Editorial: Earning credit

One of the Clark County School District’s bright spots has been a program that allows students to enroll in community college classes while they are still in high school. The dual track helps juniors and seniors bank higher education credits before they graduate, giving them a head start on college while also saving tuition costs.

Now a similar program will also be available to local home-school families, thanks to a deal between an education advocacy group and Western Nevada College in Carson City.

Western Nevada’s three-year old Jump Start program includes 15 Nevada high schools and two charter schools in Clark County. High school kids who take part may earn up to 60 credits at the school over two years. John Kinkella, dean of students at Western Nevada, says those in Jump Start are among the school’s top performers.
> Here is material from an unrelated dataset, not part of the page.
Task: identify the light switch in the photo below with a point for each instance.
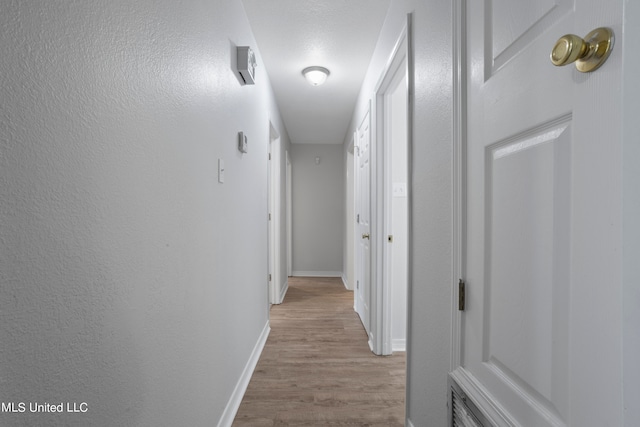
(399, 189)
(220, 171)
“They outperform every group at the college,” he told Review-Journal reporter Neal Morton, noting that almost 97 percent of participants completed their coursework in the 2015 spring semester.
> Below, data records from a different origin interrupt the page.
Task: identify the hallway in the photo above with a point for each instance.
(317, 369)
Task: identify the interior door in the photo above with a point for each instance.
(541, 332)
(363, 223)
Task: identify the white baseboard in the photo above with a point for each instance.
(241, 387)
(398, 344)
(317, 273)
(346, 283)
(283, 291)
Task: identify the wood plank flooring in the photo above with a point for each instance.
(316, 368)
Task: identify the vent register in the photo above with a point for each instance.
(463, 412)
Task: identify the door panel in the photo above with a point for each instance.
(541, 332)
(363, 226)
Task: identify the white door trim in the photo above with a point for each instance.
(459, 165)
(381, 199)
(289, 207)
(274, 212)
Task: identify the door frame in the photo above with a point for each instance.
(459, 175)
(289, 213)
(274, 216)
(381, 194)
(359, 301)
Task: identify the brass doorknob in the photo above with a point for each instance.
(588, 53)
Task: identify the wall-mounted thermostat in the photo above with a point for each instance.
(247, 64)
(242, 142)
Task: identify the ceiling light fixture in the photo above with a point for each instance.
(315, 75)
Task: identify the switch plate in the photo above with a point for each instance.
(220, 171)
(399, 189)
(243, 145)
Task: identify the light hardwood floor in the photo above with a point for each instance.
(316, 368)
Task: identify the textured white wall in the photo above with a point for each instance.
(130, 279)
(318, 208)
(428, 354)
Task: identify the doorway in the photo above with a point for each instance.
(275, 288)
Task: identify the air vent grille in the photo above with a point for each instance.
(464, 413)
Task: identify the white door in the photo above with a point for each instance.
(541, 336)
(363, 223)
Western Nevada’s new arrangement with Clark County home-schoolers will be offered through the Rise Education Resource Center, which promotes home-schooling and other alternatives to the public school system. Classes will include 12-20 students and orientation will begin next week.

Thousands of Clark County public school students have benefited from getting a taste for community college academic standards while wrapping up their studies in high school. Expanding that opportunity to include students taught by their parents makes eminent sense.